Canada’s long-awaited federal private-sector data breach reporting regulations have now been published by the Canadian government and will take effect November 1, 2018. This gives organizations approximately seven months to get ready for compliance.
Back in June 2015, Canada’s Personal Information Protection and Electronic Documents Act (PIPEDA) was amended (via the Digital Privacy Act) to include, among other things, an obligation for organizations to notify affected individuals, and report to the Office of the Privacy Commissioner of Canada (OPC), about any data breach posing a “real risk of significant harm” to affected individuals.
However, while the reporting/notification obligation has been “on the books” for more than two years, it has not been in force, due to the need for more detailed direction to be provided in the form of PIPEDA regulations.
PIPEDA’s data breach obligation applies only where there is “a real risk of significant harm to an individual”. The relevant PIPEDA provisions will require organizations to assess a number of factors in determining whether any breach of security safeguards is reasonably believed to meet this threshold. Organizations must consider the sensitivity of the information involved, the probability that the information will be misused and the potential for “bodily harm, humiliation, damage to reputation or relationships, loss of employment, business or professional opportunities, financial loss, identity theft, negative effects on a credit record and damage to or loss of property” when assessing risks.
Organizations that knowingly violate the breach notification requirements may face fines of up to CA$100,000 per violation.

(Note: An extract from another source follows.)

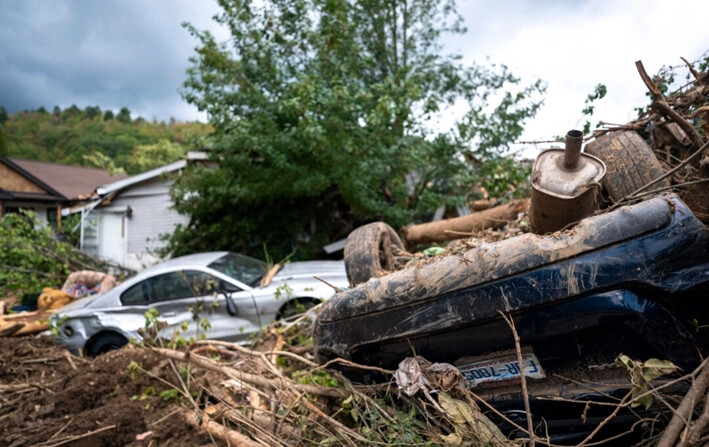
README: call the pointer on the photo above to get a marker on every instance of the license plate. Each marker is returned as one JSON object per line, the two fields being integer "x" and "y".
{"x": 502, "y": 369}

Class actions for information security and other privacy breaches are becoming more prevalent in Canada, and the mandatory breach reporting obligations will likely lead to increased class actions in response to breaches.
The now-published data breach reporting regulations require an organization’s written report to the OPC to include:
- a description of the circumstances of the breach and, if known, the cause
- the day or period during which the breach occurred or, if neither is known, the approximate period
- a description of the personal information that is the subject of the breach (to the extent known)
- the number of individuals affected by the breach if known (or approximate number)
- a description of the steps taken to reduce the risk of harm to affected individuals or to mitigate that harm
- a description of the steps that the organization has taken or intends to take to notify affected individuals
- the name and contract information of a person who can answer, on behalf of the organization, the Commissioner’s questions about the breach.
Very similar information must be provided in the organization’s notification to affected individuals. Interestingly, however, the cause of the breach and the number of affected individuals need not be identified in notifications to individuals.
While some breach notification laws require that updated information must also be provided to the regulator as it becomes known, Canada’s regulations state that an organization “may” submit to the Commissioner any new information about the breach that comes to light after the initial report.
Notification to individuals must be “conspicuous”, given as soon as feasible after the organization determines that the breach has occurred, and generally must be given directly to the affected individuals. Indirect notification must be given where:
- direct notification would be likely to cause further harm to the affected individual
- direct notification would be likely to cause undue hardship for the organization or
- the organization does not have contact information for the affected individual.
It remains to be seen what circumstances will be accepted as giving rise to “undue hardship” for an organization in providing direct notification, and whether the cost of providing direct notification will be considered a valid basis for an organization to opt for indirect notification.
Indirect notification must be given by “public communication” (like substitute notice in the United States) or a similar method that could reasonably be expected to reach the affected individuals.
PIPEDA’s security breach provisions also require an organization to keep a record of every breach of security safeguards as stipulated in the regulations. Some had anticipated that these record-keeping regulations may be quite detailed and onerous. The published regulations dispel that concern to some degree, in that they require the records to contain any information that enables the Commissioner to verify compliance with the reporting and notification obligations. While this wording may be seen as lacking in direction, it does provide helpful flexibility and allows an organization’s management to exercise their own good judgement in determining how best to document and handle security breaches. The Regulatory Impact Analysis issued with the breach regulations indicates that the wording of the record-keeping requirements was, in part, intended to minimize the risk that such reporting documentation could be obtained by third parties through an access to information request made to the OPC.
Breach records must be retained for at least 24 months, running from the day on which the organization determines that the breach has occurred.
Organizations should consider taking proactive steps before the security breach reporting/notification requirements come into effect. This may include a privacy law compliance audit, the development or revamping of an organization’s information security breach response plan, appropriate staff training; and conducting one or more data breach tabletop exercise.